Page 106 of Stolen Summer

Chapter Thirty-One

The days that followed were empty and numb. I went through the motions of day-to-day life, but I wasn’t living. I felt nothing.

With only a few weeks left before the next school semester started, I needed to figure out what I would do. I should be filling out applications for four-year colleges and completing forms for financial aid, grants, and scholarships. I needed every cent of aid I could scrape up. At the end of last semester, I applied to a few schools, but they were out of my league now. Even if they accepted my transfer, I wouldn’t be able to afford the tuition.

I didn’t have the brainpower for problems. But also, I didn’t want to stay stuck in this town. Especially if my neighbors decided to stick around. As far as I knew, Crew and Cole were still in residence, but they should be getting ready to return to school.

That should make me feel relieved, eliminating the chance of running into them at the supermarket or on the beach, and yet, it didn’t. If numbness didn’t consume me, then I teetered on a fine line between rage and heartbreak. I needed a cure, and time wasn’t cutting it. I had to find a way to cut out all thoughts of Crew and Cole, and sitting in my room doing nothing was not the antidote.

Despite having no enthusiasm or drive for college, I sat down in front of my secondhand laptop and began the process of deciding what came next for me. It at least kept my thoughts from wandering to the very guys I wanted to erase.

An hour later, someone knocked on the door, pulling my attention from the computer screen. I glanced up to see Dad wheel into my room with a large white envelope on his lap. “This came for you last week. It got buried under the mail.”

I took the letter, reading the return address stamped on the corner. Whitley University, the school I’d been most eager to hear a response from. I assumed when nothing showed up I hadn’t gotten accepted, especially when Frankie got hers two weeks ago. She’d been ecstatic, squealing about our plan finally happening. In our sophomore year of high school, we’d made a pact. If we both got into Whitley, we’d go no matter what. The list-maker I was, I’d written out a draft of how’d we get there.
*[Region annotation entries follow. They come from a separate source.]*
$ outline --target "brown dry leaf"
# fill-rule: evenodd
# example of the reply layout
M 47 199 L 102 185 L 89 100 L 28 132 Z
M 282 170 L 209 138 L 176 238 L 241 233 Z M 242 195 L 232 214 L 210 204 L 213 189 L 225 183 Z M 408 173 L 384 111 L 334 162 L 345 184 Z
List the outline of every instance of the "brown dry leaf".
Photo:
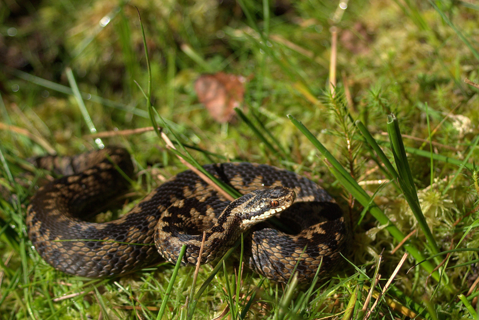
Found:
M 219 122 L 227 122 L 233 117 L 234 108 L 243 103 L 244 85 L 250 79 L 223 72 L 203 74 L 194 83 L 194 90 L 211 117 Z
Years later, here we were. Except Frankie wasn’t with me. And nothing had gone according to plan.

“Are you going to open it?” Dad eagerly asked, both of us staring at the envelope clutched in my hands.

“What’s the point?” I mumbled, unable to get my fingers to move.
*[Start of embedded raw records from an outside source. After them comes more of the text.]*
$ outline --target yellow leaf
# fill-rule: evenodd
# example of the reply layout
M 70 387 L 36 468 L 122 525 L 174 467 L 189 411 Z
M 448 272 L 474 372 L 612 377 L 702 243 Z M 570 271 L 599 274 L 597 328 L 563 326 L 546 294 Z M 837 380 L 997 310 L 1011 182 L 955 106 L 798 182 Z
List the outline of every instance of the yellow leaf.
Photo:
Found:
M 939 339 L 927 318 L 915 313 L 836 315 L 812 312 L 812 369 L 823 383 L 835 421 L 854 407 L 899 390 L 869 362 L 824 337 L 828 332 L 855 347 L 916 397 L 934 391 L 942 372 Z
The dusting of gray hair at his temples seemed bolder, brightening his eyes almost the same shade. “Arie, I know things have been rough for you the last few years, and I know something happened this summer you won’t talk about, and before you get defensive, I won’t ask for the details. I have a pretty good idea. Heartbreak hurts. No one knows that better than me, but it will get better. I promise.”

He meant well. I just wasn’t in the mood for a motivational talk.

I thumbed the corner of the large flat envelope, which was typically a good sign, but I couldn’t get my hopes up. It wouldn’t matter if I got in or not.

Since it didn’t appear Dad would leave until I opened the letter, I tore the corner, sliding my fingers underneath the seal and shredding the seam. When I glanced up, Dad nodded encouragingly at me, and I could tell he hoped what was inside would jerk me out of my slump.

I didn’t want to disappoint him.

If he ever found out that I’d slept with the driver responsible for the accident…I shuddered to think.

Pulling out the cover sheet with the WU logo embossed at the top, I quickly scanned the first paragraph.

Congratulations! You’ve been admitted to Whitley University for the fall term.

I smiled, and the small movement felt funny on my lips as if it had been years since I last curved my mouth in joy. “I got in,” I whispered.

Dad clapped his hands together and grinned. “No one deserves it more than you. We need a drink to celebrate.”

The elation slipped from my features, and it had nothing to do with the offer of booze we both knew he didn’t need. “What’s the point? I’m not going.” I crumbled up the acceptance letter, dropping it on the bed with the rest of the letter’s contents. The pamphlet inside was useless to me.

Dad’s expression went from wanting a celebration drink to I need a fucking drink. “What are you talking about? You’ve dreamed of going to Whitley since high school.”

I shrugged. “Things change.”

“Does this have anything to do with the boy next door?” he asked, giving me a pointed look.

Wonderful. So even my father picked up my apparent not so secret relationship with Crew and Cole. What else had he heard? On second thought, I didn’t want to know. “No. And besides, nothing is going on between us.”

An emotion I hadn’t seen from my father in years moved into his features. Determination and strong resolve. “You’re going to that school, Arie. If this is about the cost, I’ll figure it out, but you are going. I know how much getting into Whitley means to you. It’s the first time I’ve seen you genuinely happy in weeks.”

Guilt sliced through me. I never should have made a deal with the devil. Now I was paying the price, and if I didn’t go, I risked disappointing my father, something I couldn’t do.

Not again.

The rest of the week, I wrestled and mulled over my future, wavering between going to college and getting a full-time job. Each day, the mailbox produced another transfer letter from other schools. I’d forgotten how many I’d applied to at the end of the term.